Por fim, vamos falar das tesourarias de ativos digitais (Digital Asset Treasuries). Uma verdadeira empresa de tesouraria do Ethereum é, na essência, uma infraestrutura de cripto. O Ethereum usa Proof-of-Stake, e o staking não só garante a segurança da rede, mas também gera receita — essa receita será uma fonte de receita para a tesouraria. Essas empresas atuam como uma ponte entre as finanças tradicionais (TradFi) e o DeFi, e os emissores de stablecoins também acabarão por querer fazer staking de ETH, pois ele será a moeda base de todo o sistema.
Mas o principal indicador de influência de uma empresa de tesouraria cripto no mercado é a liquidez de suas ações. A MicroStrategy já é a 17ª ação mais negociada nos EUA — seu volume de negociações até supera o do JPMorgan. A BitMine, fundada há poucos meses, já é a 39ª ação mais negociada nos EUA — com volume maior que a General Electric e quase igual ao Salesforce.
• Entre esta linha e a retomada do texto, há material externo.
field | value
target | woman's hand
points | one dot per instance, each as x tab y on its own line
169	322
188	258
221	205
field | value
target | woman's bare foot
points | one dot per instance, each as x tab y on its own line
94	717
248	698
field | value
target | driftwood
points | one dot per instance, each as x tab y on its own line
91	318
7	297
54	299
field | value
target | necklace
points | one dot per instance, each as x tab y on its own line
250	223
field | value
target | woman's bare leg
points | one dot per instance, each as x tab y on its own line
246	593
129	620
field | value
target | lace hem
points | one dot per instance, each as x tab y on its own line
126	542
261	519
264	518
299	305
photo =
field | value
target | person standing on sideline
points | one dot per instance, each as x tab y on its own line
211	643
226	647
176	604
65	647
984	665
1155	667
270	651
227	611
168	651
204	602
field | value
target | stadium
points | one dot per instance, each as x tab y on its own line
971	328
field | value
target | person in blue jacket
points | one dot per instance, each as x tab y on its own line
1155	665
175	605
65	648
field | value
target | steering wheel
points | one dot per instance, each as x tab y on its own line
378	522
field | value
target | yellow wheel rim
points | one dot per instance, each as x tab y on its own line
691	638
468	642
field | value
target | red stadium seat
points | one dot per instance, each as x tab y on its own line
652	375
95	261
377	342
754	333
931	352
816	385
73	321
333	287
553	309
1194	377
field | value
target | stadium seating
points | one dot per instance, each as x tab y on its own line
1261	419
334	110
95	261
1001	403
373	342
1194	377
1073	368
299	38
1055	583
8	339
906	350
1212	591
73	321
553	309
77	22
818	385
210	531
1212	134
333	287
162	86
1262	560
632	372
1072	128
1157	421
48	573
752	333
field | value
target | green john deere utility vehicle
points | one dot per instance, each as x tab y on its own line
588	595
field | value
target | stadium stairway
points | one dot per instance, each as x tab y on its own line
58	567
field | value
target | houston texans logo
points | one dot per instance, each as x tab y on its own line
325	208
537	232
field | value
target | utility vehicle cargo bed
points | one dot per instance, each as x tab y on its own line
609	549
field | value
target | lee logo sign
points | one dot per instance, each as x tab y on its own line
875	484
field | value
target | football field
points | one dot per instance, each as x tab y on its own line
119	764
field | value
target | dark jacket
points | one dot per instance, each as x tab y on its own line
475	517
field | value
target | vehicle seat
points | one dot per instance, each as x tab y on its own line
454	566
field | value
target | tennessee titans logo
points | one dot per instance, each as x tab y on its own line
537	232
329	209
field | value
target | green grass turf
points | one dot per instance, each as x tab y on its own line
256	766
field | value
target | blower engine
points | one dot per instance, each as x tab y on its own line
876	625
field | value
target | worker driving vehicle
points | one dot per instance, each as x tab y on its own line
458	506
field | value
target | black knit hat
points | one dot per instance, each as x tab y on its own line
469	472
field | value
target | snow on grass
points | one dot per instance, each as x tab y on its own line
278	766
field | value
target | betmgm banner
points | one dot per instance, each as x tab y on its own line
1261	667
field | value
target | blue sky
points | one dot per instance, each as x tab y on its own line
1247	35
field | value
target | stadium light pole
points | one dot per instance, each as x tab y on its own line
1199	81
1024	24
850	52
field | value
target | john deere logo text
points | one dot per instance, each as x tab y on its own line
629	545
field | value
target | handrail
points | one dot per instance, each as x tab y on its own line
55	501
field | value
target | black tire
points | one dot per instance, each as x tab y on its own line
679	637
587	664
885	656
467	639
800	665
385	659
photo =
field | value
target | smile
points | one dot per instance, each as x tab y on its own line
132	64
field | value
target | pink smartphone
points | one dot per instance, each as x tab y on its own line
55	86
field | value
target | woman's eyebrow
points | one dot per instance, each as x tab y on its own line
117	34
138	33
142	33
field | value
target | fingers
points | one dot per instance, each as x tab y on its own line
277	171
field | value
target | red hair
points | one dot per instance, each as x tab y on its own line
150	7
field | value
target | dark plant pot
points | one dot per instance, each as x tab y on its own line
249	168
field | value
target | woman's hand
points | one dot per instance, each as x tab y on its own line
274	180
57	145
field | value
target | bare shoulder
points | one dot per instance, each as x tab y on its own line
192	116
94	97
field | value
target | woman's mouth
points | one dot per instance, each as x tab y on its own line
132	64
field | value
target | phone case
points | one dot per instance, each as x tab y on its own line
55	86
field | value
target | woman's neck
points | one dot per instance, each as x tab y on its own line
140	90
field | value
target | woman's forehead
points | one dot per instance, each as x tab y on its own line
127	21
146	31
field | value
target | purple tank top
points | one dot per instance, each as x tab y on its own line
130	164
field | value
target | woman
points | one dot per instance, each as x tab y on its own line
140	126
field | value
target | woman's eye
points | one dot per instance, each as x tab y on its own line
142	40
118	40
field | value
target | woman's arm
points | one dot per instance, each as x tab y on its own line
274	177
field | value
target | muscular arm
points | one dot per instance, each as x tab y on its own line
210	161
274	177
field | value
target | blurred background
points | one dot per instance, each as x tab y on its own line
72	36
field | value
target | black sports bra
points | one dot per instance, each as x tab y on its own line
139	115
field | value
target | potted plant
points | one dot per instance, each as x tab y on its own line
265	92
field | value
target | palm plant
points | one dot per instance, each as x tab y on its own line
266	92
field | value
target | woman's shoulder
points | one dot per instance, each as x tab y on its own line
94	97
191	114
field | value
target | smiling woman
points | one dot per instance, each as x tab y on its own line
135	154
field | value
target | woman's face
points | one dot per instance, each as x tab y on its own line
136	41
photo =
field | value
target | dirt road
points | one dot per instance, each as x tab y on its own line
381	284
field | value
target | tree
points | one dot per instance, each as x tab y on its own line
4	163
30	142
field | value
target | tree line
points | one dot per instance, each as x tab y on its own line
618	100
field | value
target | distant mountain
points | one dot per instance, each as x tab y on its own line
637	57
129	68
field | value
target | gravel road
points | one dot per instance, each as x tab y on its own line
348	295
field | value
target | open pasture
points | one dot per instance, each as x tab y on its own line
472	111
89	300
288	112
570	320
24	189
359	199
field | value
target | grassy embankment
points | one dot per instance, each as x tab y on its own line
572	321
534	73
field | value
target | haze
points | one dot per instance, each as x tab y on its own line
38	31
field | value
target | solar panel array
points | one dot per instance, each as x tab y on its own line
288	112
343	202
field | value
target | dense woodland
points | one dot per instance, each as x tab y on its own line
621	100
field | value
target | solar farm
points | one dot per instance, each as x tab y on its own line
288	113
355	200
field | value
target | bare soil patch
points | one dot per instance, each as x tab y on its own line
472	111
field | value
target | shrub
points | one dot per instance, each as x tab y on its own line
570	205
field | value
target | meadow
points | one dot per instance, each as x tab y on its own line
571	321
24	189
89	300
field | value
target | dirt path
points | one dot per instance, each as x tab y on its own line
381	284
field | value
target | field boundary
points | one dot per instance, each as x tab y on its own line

De cerca de 80 empresas de tesouraria de cripto, MicroStrategy e BitMine representam 92% de toda a liquidez. A MicroStrategy está construindo uma “plataforma de crédito digital” ao financiar seu balanço patrimonial, enquanto a BitMine foca em conectar Wall Street, Ethereum e o ecossistema DeFi.
A BitMine já é a maior detentora de Ethereum do mundo — algo bastante impressionante, especialmente considerando que há cinco meses não tínhamos nem uma ETH. Nosso programa de staking Maven, após sua implementação completa, deve gerar cerca de 2,9% de rendimento de staking — o que equivale a aproximadamente US$ 400 milhões por ano, ou cerca de US$ 1,3 milhão por dia. E o mais importante: tudo isso com um balanço totalmente limpo, com mais de US$ 12 bilhões em Ethereum, uma pequena quantidade de Bitcoin, uma série de investimentos moonshot de alto risco e retorno, e cerca de US$ 900 milhões em caixa.
Nossa estratégia cobre várias frentes — incluindo investimentos moonshot, como o projeto Proof-of-Human, representado pelo token ERC-20 Worldcoin; infraestrutura de staking; colaboração profunda com a Fundação Ethereum; investimentos em DeFi; e a formação da BitMine Labs. Com a vantagem de volume de negociações da BitMine e fortes conexões com Wall Street, acreditamos que podemos realmente construir uma ponte entre o sistema financeiro tradicional e o mundo cripto.
A BitMine também está se tornando uma marca de alto reconhecimento para o usuário final, apoiada por uma comunidade grande e pelo investimento em pesquisa e desenvolvimento próprio. Nosso roteiro inclui: construção da rede de validadores Maven, grande investimento na comunidade, projetos de pesquisa de ponta — com o objetivo de conquistar pelo menos 5% da participação na rede Ethereum no futuro.
Encerrando minha palestra, agradeço a todos.